Les huttes Lahu sont assez identiques à l'intérieur. Une natte au sol avec un foyer au milieu. Le feu est très important dans leur culture et n'est quasiment jamais éteint. Par contre pas de système de cheminée donc les murs et le plafond sont tout noir. Ils mettent une grille au dessus pour faire sécher du maïs et d'autres éléments de leur cuisine.

Voilà comment sont fabriquées les huttes. Une sorte de tissage de bambou mais bien solide.











Par contre pas d'intimité dans le village, j'avais l'impression de vivre constamment avec les autres huttes qui m’entouraient. Le pauvre Claudio (un assistant d'André notre enseignant) en a fait les frais lorsque nous rigolions comme des baleines avec Katrin.
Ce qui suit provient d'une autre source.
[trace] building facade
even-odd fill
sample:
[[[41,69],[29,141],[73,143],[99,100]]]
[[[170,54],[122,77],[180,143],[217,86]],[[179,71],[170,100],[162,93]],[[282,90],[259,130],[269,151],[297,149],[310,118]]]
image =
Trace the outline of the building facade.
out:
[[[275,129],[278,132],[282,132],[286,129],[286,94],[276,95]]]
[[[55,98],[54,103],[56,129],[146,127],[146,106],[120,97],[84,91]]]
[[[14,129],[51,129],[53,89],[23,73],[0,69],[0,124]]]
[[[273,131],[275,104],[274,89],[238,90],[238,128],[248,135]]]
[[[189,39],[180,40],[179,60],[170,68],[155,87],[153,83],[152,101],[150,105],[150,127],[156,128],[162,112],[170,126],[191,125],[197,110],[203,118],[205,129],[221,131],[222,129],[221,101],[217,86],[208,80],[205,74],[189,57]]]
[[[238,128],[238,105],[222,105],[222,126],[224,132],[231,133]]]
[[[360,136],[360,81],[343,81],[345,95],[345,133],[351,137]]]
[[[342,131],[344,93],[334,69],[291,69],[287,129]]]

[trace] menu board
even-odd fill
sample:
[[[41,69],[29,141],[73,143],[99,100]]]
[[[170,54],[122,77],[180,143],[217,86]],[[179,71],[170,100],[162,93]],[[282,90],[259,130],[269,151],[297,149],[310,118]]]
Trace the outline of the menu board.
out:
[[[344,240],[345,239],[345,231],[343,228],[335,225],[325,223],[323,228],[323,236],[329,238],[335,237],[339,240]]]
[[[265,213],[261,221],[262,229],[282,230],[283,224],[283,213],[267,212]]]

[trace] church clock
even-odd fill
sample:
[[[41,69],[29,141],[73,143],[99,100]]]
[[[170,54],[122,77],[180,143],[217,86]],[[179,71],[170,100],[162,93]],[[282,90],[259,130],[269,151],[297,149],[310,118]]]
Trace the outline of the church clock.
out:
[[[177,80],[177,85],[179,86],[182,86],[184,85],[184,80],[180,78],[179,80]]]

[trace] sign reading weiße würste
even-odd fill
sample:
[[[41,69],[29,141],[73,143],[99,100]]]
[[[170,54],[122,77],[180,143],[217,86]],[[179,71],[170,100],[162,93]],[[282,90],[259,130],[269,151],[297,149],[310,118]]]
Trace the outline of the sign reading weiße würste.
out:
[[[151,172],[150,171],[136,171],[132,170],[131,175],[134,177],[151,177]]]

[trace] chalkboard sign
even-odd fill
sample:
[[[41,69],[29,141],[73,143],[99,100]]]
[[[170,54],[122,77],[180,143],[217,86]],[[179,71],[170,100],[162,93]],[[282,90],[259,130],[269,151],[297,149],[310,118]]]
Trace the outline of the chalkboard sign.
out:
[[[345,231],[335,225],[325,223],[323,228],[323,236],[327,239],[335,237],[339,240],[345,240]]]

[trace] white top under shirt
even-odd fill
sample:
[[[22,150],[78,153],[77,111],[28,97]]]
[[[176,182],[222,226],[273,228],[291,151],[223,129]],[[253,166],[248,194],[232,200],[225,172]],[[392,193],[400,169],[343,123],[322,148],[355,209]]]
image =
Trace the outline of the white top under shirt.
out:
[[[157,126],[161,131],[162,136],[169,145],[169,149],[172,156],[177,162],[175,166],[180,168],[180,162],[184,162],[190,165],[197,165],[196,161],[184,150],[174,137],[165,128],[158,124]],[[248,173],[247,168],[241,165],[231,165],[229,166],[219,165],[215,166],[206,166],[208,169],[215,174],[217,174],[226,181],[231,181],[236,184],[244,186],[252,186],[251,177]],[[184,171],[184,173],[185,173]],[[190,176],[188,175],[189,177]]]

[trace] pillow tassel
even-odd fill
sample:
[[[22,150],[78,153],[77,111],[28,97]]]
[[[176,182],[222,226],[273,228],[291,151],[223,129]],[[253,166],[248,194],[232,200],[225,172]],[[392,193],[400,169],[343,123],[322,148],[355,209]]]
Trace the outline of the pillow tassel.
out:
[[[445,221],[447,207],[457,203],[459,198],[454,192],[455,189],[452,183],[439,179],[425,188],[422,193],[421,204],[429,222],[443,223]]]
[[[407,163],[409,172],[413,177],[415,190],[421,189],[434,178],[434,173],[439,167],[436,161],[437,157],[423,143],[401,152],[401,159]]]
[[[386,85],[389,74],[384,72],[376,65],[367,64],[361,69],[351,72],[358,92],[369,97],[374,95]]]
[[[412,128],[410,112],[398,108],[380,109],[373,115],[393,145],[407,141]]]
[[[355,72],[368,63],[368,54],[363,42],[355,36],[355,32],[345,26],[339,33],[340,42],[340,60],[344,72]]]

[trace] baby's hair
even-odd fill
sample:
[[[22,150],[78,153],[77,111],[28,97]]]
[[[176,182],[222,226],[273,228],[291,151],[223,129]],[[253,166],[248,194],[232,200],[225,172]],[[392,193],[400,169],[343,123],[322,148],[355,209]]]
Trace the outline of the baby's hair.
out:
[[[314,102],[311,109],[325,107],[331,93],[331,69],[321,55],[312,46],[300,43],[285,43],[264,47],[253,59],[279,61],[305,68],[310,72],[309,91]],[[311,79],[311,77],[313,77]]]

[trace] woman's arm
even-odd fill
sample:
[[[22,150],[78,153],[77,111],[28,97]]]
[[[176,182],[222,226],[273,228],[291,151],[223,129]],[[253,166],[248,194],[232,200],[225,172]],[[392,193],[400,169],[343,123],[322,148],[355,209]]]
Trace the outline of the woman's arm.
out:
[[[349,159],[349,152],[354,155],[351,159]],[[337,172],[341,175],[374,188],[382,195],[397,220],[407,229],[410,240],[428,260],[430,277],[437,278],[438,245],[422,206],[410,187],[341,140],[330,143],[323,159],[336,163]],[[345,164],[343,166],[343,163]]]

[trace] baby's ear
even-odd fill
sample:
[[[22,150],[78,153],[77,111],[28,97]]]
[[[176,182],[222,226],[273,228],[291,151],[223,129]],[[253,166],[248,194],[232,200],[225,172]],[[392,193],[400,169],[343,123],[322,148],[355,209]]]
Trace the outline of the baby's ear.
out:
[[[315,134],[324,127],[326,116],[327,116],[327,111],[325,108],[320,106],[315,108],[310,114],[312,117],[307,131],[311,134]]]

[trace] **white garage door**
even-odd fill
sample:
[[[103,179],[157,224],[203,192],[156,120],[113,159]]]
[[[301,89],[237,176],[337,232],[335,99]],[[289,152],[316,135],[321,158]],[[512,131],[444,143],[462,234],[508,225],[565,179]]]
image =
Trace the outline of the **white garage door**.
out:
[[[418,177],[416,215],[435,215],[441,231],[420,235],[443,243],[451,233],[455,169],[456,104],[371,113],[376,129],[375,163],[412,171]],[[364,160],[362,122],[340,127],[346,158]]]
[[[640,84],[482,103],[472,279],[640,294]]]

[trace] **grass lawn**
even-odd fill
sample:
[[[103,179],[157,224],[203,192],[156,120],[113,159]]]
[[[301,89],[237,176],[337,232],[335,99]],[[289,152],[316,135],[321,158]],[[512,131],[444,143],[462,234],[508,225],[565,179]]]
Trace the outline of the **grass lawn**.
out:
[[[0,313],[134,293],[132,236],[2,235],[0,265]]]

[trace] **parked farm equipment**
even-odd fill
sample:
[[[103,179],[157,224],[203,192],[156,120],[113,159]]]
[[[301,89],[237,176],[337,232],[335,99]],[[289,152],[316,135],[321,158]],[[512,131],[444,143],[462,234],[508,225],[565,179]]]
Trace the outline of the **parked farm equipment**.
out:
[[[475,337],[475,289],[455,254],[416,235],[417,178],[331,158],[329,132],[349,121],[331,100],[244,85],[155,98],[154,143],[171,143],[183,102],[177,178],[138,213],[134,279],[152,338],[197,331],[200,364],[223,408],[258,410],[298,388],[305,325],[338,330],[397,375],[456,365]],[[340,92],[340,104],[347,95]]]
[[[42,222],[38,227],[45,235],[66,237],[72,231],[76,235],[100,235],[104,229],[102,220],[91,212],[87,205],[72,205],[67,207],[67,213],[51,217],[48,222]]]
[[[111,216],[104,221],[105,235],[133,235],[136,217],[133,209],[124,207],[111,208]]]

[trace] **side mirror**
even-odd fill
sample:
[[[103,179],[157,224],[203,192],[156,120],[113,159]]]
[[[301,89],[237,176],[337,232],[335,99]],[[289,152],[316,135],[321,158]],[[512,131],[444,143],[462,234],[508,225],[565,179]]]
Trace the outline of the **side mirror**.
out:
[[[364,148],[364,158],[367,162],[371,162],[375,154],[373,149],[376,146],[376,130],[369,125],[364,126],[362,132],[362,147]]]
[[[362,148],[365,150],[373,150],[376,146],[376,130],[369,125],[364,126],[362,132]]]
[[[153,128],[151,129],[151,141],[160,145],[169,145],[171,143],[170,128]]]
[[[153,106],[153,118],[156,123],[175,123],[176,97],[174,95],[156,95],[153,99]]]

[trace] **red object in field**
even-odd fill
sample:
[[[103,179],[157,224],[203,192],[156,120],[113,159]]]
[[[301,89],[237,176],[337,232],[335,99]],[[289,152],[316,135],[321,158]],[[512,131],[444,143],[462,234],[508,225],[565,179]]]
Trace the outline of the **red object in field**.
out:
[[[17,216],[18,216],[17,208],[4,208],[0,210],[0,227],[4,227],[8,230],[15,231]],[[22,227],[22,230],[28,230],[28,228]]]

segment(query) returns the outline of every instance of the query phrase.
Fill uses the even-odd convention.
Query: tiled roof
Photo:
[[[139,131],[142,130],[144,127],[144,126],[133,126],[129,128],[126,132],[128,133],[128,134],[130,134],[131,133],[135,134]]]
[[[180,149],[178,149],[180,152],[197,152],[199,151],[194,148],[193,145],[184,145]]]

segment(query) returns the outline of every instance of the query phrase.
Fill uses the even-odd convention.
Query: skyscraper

Bon il faut dire qu'entendre la reproduction de cochon en direct sous notre hutte c'était quand même quelque chose !


Ce qui est assez marrant dans ce village c'est que les cochons étaient traités comme des chiens. Ils vivaient en liberté et revenaient sous leur hutte pour manger matin, midi et soir. Ils avaient les restes et connaissent bien leur maison. Et oui c'est intelligent un cochon, quand on voit comment vivent les animaux ici, on devrait en prendre de la graine !



Ah oui j'allais oublier le réveil avec les coqs et les chiens ! Pourtant comment oublier !
Les bagarres de chien en pleine nuit, ça faisait aussi parti du folklore.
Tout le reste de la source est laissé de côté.